Plus de 130 morts dans le naufrage d’un bateau de migrants en Méditerranée

Selon les autorités, le navire parti de Libye transportait 450 à 500 migrants et seulement 150 environ ont été sauvés, ce qui laisse craindre un bilan d’environ 300 morts.

Au moins 40 nouveaux cadavres ont été découverts par des plongeurs des garde-côtes, dans et autour de l’embarcation, qui gît retournée à une quarantaine de mètres de profondeur. Des médias ont parlé d’une centaine de corps dont ceux de femmes et d’enfants, venant alourdir un bilan officiel précédent de 93 morts.

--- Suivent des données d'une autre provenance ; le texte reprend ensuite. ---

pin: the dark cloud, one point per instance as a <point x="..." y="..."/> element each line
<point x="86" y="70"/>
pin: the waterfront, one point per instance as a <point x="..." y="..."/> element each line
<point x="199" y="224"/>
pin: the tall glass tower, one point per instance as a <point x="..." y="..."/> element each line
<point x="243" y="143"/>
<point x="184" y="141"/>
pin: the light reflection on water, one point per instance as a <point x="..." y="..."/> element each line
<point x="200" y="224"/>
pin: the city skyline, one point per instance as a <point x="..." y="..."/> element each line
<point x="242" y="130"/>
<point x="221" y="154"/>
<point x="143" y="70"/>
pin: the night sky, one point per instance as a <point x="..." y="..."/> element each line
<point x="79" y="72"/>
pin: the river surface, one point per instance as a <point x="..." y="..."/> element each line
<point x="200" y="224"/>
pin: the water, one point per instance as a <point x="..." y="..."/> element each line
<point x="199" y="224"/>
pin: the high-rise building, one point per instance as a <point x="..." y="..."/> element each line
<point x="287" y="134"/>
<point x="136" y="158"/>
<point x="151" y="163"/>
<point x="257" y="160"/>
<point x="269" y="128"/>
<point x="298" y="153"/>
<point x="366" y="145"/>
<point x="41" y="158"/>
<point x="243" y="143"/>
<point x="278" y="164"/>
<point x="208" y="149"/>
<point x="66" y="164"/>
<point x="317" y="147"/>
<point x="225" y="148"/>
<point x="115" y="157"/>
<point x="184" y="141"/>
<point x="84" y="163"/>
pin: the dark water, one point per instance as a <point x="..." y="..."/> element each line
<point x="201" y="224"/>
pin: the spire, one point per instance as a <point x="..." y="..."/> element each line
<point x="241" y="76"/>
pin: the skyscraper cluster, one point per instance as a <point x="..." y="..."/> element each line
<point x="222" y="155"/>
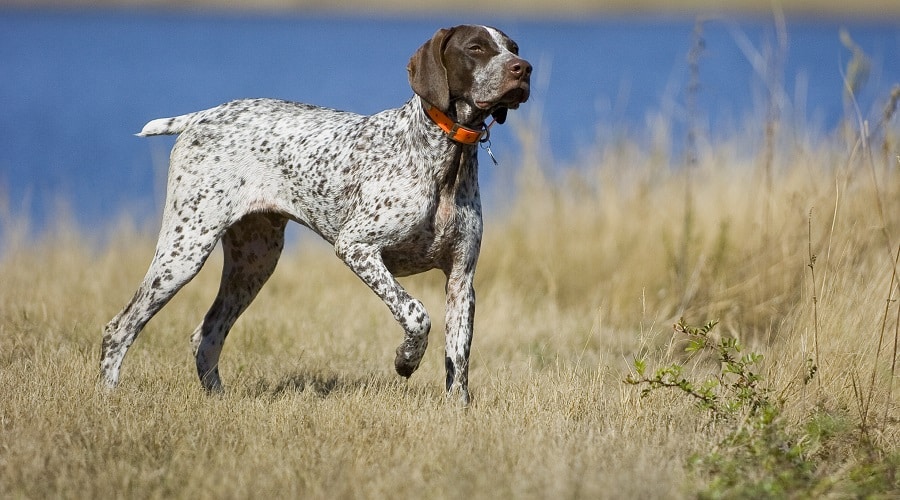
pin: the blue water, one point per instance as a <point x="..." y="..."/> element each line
<point x="75" y="86"/>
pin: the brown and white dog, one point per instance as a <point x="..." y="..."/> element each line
<point x="396" y="193"/>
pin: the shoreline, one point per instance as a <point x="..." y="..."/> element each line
<point x="883" y="10"/>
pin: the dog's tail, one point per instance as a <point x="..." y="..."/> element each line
<point x="167" y="126"/>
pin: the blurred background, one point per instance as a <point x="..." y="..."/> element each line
<point x="80" y="77"/>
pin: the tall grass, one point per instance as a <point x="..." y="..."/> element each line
<point x="584" y="272"/>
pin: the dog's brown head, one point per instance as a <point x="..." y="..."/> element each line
<point x="471" y="72"/>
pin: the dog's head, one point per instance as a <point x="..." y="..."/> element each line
<point x="471" y="71"/>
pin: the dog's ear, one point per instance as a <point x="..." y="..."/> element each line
<point x="427" y="73"/>
<point x="499" y="114"/>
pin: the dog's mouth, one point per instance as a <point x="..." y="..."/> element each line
<point x="511" y="99"/>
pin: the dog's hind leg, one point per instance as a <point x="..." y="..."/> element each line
<point x="252" y="247"/>
<point x="174" y="264"/>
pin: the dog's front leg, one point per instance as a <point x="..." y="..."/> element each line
<point x="460" y="319"/>
<point x="365" y="260"/>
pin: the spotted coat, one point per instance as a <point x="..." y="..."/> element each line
<point x="393" y="192"/>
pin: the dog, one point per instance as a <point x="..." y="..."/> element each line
<point x="396" y="193"/>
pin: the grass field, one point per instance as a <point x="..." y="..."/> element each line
<point x="791" y="248"/>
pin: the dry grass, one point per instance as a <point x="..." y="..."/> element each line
<point x="585" y="271"/>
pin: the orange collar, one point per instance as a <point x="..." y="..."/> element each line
<point x="454" y="131"/>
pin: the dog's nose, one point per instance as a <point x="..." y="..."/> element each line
<point x="519" y="68"/>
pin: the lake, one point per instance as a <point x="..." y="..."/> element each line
<point x="76" y="85"/>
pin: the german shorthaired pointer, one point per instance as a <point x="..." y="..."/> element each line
<point x="396" y="193"/>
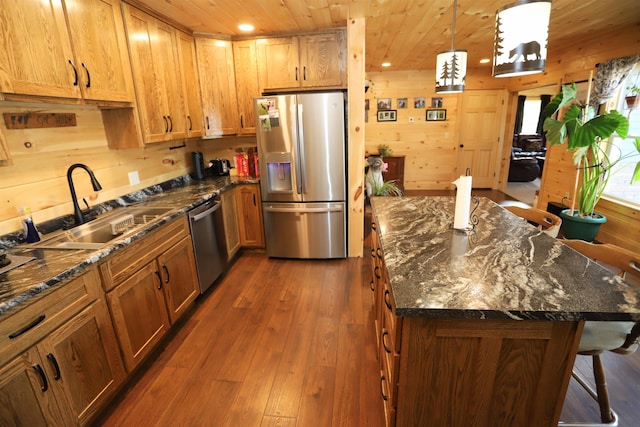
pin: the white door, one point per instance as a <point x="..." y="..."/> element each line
<point x="483" y="116"/>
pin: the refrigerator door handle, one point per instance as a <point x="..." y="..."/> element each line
<point x="302" y="158"/>
<point x="303" y="210"/>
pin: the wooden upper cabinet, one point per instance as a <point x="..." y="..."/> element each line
<point x="279" y="63"/>
<point x="153" y="51"/>
<point x="247" y="85"/>
<point x="36" y="55"/>
<point x="98" y="37"/>
<point x="323" y="60"/>
<point x="309" y="61"/>
<point x="193" y="100"/>
<point x="35" y="50"/>
<point x="218" y="85"/>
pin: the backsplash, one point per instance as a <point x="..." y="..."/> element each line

« C’était tragique de voir les corps des enfants », a indiqué à l’antenne de la télévision Sky TG24 Pietro Bartolo, un responsable sanitaire de l’île, très ému, en indiquant que Lampedusa « n’a pas assez de cercueils » et a dû en faire acheminer par avion.

Le Premier ministre Enrico Letta a convoqué un conseil des ministres en fin d’après-midi pour proclamer un « deuil national pour vendredi ».

Son vice-Premier ministre Angelino Alfano, dépêché sur place, a auparavant donné des précisions sur les circonstances du drame. Les migrants, en majorité des Somaliens et Erythréens, étaient partis des côtes libyennes. L’accident s’est produit « à 0,3 mile nautique (550 mètres) » de la côte, a-t-il dit.

Leur bateau de pêche a commencé à prendre l’eau et « de peur qu’il ne coule, les migrants ont enflammé une couverture (pour attirer l’attention, ndlr), mais cela a provoqué un incendie puis le navire a chaviré », selon M. Alfano.

« Un océan de têtes »

Un pêcheur, Rafaele Colapinto, a expliqué sur Sky TG24 être venu en aide à des migrants: « On a vu un océan de têtes, on a mis une demi-heure pour embarquer chacun d’entre eux car ils étaient glissants à cause du gasoil ».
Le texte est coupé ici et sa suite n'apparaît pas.